Alors que la jeune femme devait composer avec la perte de sa mère, l'enquête qui n'avançait pas et ne donnait aucun résultat devenait un poids supplémentaire sur ses frêles épaules. Elle ne parvenait pas à croire que les enquêteurs se satisfaisaient de cette réponse alors qu'elle savait parfaitement que c'était impossible.
Jamais Johanna Beckett ne se serait retrouvée seule dans une ruelle mal famée. Ils devaient d'avantage fouillé, chercher, interroger, si ce n'était pour sa mère, alors pour eux, pour ceux qui restaient. Elle ne comprenait pas comment ces officiers de police réussissaient à vivre en sachant qu'un meurtrier courait toujours et que la famille de la victime en souffrait.

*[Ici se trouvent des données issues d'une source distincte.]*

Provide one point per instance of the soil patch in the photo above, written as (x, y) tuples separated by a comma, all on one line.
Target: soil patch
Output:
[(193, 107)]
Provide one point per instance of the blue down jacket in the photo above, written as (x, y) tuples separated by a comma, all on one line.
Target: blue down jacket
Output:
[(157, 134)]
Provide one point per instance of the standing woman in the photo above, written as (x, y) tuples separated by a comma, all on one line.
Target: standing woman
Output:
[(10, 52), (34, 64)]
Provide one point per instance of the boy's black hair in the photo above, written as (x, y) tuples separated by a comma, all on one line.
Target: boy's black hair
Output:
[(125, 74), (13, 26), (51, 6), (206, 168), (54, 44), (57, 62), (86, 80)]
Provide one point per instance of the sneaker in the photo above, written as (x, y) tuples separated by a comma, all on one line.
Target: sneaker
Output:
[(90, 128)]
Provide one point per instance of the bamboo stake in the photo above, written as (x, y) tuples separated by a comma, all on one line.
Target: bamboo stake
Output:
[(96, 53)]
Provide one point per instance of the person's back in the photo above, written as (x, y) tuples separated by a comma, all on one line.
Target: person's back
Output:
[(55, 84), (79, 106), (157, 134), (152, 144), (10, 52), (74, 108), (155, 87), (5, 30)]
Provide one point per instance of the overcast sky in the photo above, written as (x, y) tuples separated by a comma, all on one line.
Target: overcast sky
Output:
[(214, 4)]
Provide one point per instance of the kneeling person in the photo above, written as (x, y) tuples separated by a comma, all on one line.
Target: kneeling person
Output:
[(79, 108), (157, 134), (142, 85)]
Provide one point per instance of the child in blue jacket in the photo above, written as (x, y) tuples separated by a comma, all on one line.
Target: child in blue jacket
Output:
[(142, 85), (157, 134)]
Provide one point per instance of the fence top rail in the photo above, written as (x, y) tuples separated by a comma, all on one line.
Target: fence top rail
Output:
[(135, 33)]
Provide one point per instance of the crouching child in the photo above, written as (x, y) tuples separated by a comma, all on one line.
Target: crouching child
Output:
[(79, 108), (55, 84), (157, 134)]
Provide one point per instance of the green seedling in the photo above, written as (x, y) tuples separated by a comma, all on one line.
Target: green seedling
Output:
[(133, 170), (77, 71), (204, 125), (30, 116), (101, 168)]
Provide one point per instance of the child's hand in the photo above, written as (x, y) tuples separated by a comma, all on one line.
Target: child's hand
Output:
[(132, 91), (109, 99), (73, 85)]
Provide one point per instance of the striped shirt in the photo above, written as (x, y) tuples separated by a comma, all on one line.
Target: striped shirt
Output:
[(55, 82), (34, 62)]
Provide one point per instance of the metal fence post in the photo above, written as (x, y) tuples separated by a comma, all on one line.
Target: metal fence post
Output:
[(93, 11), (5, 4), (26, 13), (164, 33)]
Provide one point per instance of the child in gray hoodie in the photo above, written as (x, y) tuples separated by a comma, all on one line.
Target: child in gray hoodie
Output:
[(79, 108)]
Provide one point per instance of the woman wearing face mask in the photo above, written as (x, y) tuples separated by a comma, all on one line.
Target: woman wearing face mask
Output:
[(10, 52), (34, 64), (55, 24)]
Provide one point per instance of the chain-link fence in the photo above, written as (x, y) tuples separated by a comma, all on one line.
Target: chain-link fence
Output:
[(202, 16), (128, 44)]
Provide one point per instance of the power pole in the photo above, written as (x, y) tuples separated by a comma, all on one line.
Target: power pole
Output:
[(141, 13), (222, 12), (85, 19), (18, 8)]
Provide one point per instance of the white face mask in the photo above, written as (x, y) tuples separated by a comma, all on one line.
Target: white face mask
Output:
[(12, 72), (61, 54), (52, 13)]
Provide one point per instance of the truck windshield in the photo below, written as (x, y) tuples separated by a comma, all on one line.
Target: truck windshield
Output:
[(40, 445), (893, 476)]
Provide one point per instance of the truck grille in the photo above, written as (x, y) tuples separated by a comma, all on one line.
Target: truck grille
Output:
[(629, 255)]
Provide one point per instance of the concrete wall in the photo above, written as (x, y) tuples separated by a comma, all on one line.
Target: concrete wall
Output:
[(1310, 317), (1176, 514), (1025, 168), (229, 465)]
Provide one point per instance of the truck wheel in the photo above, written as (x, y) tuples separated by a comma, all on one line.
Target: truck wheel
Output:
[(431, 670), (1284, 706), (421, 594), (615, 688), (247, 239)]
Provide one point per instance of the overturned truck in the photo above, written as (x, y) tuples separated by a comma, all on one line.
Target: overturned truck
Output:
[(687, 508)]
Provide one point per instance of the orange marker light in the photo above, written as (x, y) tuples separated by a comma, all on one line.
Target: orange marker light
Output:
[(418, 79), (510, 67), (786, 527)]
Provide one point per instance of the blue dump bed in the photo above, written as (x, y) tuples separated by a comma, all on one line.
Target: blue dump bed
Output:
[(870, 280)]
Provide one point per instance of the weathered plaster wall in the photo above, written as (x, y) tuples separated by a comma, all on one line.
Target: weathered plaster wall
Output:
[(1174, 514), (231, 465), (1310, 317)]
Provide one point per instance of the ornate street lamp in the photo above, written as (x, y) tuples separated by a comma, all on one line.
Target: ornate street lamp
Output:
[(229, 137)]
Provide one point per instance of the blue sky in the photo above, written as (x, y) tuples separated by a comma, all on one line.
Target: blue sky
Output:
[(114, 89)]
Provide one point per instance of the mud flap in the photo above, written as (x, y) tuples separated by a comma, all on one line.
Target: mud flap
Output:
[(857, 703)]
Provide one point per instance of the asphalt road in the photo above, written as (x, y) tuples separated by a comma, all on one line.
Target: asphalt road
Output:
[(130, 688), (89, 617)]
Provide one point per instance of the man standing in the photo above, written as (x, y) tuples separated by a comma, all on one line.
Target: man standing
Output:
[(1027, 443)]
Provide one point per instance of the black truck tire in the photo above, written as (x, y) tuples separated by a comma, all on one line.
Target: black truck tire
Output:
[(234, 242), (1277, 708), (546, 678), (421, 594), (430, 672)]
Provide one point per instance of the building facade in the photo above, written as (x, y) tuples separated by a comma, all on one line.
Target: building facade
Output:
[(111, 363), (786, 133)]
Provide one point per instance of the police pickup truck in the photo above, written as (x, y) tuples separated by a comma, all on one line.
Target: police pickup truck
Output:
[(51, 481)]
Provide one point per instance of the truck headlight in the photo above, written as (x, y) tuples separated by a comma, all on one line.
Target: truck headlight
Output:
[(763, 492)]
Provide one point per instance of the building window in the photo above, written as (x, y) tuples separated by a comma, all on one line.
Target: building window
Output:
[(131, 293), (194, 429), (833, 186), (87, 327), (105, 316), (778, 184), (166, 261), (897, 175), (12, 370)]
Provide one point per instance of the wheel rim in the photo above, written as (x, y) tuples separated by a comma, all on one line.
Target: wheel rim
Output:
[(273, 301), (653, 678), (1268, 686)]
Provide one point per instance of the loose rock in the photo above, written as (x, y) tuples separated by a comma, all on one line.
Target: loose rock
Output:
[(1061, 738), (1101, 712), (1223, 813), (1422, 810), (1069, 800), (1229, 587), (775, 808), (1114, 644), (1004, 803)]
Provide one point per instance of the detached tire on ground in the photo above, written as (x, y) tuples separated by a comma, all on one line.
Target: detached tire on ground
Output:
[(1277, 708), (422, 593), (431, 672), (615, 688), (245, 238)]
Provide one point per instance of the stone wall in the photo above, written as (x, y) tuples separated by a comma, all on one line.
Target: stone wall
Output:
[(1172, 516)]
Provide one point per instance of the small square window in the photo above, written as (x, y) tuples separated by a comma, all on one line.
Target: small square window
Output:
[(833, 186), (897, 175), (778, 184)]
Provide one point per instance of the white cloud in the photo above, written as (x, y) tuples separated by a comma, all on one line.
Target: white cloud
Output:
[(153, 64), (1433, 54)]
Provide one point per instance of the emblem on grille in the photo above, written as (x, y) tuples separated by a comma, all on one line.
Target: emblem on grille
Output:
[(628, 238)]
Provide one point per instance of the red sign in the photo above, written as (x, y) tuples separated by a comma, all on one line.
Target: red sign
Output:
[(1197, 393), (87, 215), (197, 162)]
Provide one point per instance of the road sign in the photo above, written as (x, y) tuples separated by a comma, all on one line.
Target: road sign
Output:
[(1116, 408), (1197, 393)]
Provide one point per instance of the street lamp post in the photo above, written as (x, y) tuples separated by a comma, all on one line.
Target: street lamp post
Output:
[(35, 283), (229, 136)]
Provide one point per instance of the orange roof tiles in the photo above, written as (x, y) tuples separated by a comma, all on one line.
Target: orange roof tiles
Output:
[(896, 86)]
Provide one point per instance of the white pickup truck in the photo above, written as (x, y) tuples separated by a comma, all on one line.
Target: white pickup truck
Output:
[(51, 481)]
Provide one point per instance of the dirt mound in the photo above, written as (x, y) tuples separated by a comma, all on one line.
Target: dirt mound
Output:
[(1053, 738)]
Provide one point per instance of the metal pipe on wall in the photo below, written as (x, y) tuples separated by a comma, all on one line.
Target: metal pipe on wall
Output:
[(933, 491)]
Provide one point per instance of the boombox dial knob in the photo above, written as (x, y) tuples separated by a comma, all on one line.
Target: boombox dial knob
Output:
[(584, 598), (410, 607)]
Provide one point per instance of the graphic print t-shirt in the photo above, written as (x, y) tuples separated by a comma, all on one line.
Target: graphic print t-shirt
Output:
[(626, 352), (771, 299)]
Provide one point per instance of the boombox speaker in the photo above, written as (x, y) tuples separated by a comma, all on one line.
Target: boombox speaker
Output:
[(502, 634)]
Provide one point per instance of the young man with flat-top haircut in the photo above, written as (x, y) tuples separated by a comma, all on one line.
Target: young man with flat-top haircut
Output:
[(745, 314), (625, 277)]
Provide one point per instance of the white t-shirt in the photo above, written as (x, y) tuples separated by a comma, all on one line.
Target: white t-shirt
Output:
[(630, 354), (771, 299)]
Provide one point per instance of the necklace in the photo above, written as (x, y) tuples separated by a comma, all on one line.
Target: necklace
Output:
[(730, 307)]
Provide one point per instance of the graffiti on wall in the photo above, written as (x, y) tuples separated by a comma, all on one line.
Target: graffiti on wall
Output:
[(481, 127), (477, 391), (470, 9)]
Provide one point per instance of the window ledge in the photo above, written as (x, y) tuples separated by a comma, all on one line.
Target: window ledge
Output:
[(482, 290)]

En deux mois, elle était donc revenue dans la maison familiale avec son avenir d'avocate mis sur la glace. Son père n'avait jamais protesté à ce propos, pourtant si fier que sa fille choisisse et soit acceptée à Stanford et son école de droit. Sans avenir, sans parents, elle savait qu'elle se tenait à la croisée des chemins, la mort de sa mère changeant tout, mais souhaitait que ce changement ne soit pas vain.

Depuis ces deux derniers mois, chaque fois qu'elle se retrouvait en public, Kate s'étonnait que les autres puissent continuer à être heureux. Que pour eux, leur vie se poursuivait alors qu'elle percevait la sienne comme mise en attente. Elle avait cet impression de retourner parmi les vivants ces fois comme aujourd'hui où elle était entourée de gens.

Le nez enfouit dans le col de son manteau, elle dépassa trois femmes qui papotaient joyeusement. Son père ne remarquerait probablement son absence que lorsqu'elle reviendrait à la maison. Il s'était barricadé dans sa chambre avec ses souvenirs et tous les effets personnels de sa femme qu'il n'avait pu encore jeter.

C'était la première fois que la jeune femme sortait depuis une semaine et elle y tenait. Depuis quelques années, elle était fan d'un auteur de romans policier, Richard Castle. Il avait fait sa marque avec une série de livres sur les aventures de Derrick Storm et Kate avait rapidement accroché sur son style d'écriture, les histoires rocambolesques et les détails impressionnants concernant les scènes de crime.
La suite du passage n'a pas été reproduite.